# Course:CPSC522/Learning Probabilistic Models with Complete Data

## Learning probabilistic models with complete data

Learning probabilistic models with complete data usually refers to finding density estimation for that model given all the values of the variables in the model.

Principal Author: Ainaz Hajimoradlou

## Abstract

This page discusses how to learn probabilistic models with complete data meaning that all the values of the variables in the model exist. This is simply approximating a probability density function for the given data such that for every sampled data point in the sample space there is a relative likelihood of what that data point is going to be.

### Builds on

This page builds on principle concepts of probability theory such as conditional probability and Bayes rule. It then moves on how to learn Bayesian structures and investigate cases where the model of the data is not available.

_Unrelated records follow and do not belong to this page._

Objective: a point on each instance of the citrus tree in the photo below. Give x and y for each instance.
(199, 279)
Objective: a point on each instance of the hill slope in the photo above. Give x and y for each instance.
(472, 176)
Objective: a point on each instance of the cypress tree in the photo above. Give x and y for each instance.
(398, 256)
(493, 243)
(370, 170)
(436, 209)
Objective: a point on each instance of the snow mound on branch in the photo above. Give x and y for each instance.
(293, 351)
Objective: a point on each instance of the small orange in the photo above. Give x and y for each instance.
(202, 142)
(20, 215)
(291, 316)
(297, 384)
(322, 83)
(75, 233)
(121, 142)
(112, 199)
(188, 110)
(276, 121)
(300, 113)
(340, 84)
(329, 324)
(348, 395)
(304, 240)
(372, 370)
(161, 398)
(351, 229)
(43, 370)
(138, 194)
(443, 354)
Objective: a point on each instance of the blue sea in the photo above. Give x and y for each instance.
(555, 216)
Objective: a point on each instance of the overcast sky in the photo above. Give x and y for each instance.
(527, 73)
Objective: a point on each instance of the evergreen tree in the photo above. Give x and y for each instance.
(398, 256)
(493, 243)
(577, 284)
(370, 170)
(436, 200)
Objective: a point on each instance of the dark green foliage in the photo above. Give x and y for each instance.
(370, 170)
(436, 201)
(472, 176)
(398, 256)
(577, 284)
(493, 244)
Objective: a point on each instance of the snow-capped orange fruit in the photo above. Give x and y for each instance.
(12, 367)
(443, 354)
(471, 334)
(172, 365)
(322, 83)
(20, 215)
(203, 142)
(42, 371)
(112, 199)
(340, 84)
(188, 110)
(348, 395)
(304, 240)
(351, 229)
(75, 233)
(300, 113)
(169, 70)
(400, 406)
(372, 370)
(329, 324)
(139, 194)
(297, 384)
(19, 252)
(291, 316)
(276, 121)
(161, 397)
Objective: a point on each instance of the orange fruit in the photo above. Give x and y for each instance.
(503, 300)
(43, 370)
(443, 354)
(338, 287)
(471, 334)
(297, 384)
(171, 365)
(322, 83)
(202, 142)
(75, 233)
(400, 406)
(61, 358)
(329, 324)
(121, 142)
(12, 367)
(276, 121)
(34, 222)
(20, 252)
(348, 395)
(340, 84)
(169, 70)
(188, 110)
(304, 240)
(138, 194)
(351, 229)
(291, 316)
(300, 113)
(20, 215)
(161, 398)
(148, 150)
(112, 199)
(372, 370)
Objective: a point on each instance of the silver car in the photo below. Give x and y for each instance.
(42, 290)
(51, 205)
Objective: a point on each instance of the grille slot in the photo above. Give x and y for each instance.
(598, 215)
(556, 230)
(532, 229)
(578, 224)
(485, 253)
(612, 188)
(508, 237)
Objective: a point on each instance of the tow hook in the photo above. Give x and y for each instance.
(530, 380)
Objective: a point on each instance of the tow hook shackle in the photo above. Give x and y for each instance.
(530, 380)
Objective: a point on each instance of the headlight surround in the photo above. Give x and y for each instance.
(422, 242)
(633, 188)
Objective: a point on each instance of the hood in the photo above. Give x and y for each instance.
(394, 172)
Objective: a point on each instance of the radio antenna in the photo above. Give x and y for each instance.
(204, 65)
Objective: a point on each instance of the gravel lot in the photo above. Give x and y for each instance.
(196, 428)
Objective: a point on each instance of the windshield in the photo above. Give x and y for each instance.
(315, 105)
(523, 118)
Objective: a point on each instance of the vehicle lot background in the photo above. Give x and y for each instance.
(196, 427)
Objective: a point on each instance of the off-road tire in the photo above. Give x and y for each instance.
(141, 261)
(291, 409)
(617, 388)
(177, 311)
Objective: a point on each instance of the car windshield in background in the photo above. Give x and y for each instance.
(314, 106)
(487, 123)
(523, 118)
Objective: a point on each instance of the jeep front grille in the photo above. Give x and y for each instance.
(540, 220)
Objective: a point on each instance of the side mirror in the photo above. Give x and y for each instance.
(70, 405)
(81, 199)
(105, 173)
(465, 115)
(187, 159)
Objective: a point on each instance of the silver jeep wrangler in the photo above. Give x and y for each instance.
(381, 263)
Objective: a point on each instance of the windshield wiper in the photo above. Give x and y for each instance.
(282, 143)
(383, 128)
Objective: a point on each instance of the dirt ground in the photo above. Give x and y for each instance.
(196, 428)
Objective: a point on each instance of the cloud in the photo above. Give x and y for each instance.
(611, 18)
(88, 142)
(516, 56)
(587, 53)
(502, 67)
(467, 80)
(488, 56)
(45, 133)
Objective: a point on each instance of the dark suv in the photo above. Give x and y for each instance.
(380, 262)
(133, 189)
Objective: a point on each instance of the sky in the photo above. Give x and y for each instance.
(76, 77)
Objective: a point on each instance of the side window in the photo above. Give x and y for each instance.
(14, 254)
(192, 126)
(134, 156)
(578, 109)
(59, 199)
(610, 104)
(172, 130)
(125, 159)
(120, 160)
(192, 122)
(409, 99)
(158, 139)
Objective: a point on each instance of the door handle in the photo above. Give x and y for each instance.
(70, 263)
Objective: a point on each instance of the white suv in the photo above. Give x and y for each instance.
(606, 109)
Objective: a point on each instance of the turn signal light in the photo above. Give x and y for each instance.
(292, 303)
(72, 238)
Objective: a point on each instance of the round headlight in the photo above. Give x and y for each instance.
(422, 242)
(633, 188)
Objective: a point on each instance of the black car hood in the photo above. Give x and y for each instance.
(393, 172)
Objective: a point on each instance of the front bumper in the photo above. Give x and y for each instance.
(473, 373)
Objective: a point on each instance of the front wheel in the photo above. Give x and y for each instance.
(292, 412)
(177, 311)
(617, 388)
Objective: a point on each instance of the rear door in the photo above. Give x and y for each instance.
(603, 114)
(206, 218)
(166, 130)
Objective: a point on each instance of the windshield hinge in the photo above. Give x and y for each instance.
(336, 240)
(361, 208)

At the end density estimation for non-parametric models is explained base on algorithms such as k-nearest neighbours and kernel functions.

### Related Pages

Bayesian networks are most common approach for learning probabilistic models.

Probability theory is the essence for understanding how probabilistic models are learned.

## Content

### Introduction

Probability is a measure to show how likely an event is. Therefore, each event can be measured by probability. If two events are independent, then the joint probability of them can be obtained by simply multiplying them. As, the occurrence of one event does not depend on the other one.

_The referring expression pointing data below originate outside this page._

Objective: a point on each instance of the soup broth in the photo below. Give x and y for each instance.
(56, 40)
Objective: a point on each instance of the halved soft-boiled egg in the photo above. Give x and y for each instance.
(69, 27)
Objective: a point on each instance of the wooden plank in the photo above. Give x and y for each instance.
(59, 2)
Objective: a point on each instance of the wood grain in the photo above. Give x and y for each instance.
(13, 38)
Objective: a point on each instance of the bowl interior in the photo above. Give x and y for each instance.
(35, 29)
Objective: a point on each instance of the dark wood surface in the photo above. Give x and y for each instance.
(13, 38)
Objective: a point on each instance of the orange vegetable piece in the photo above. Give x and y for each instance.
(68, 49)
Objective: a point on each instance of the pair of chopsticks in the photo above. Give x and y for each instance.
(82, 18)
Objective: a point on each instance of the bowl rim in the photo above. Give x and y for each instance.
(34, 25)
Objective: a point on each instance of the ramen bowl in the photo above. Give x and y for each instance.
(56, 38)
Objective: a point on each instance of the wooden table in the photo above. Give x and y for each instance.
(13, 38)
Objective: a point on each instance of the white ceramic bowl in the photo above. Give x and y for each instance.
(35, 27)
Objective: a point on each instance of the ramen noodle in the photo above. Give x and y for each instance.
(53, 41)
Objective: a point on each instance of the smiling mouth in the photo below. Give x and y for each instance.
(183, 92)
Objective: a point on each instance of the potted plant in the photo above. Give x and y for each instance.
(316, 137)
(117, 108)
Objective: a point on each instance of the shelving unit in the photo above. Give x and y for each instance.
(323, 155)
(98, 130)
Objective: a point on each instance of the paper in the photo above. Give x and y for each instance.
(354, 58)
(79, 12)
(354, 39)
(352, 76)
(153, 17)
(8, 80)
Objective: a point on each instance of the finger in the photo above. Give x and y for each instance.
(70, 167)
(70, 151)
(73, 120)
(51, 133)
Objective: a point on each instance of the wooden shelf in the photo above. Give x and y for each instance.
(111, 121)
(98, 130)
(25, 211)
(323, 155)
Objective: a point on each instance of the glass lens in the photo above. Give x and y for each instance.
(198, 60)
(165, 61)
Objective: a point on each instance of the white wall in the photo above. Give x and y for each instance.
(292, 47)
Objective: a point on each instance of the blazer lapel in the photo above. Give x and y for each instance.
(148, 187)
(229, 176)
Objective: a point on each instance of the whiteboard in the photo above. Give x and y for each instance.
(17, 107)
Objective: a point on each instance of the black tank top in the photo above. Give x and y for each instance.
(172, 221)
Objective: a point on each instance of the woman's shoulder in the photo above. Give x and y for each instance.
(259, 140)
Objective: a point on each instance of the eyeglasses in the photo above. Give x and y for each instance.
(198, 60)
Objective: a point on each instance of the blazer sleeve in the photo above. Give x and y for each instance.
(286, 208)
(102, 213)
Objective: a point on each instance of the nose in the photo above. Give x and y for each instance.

${\displaystyle P(A\land B)=P(A\cap B)=P(A)P(B)}$.

In most cases, we want to obtain the probability of an event given some hypothesis. The following is the conditional probability. It is obvious that in a case where ${\displaystyle P(B)=0}$, conditional probability is not defined. Because, we are conditioning on something which is not likely to occur.

${\displaystyle P(A\mid B)={\frac {P(A\cap B)}{P(B)}}}$

One of the key concepts in maximum likelihood learning is chain rule. Taking into account the conditional probability, we can always calculate the joint probability of an indexed collection of sets ${\displaystyle A_{1},A_{2},...,A_{n}}$ as following:

${\displaystyle P(\bigcap _{i=1}^{n}A_{i})=\prod _{i=1}^{n}p(A_{i}\mid \bigcap _{j=1}^{i-1}A_{j})}$

Based on these concepts, we first examine maximum likelihood learning on both continuous and discrete data and then move on to more complicated cases with non parametric models.

### Motivation

Although data is not complete in most real world problems, it is good to know how to solve a simpler problem to understand the basics. This is equal to converting more complicated problems to simpler ones of which we know how to solve.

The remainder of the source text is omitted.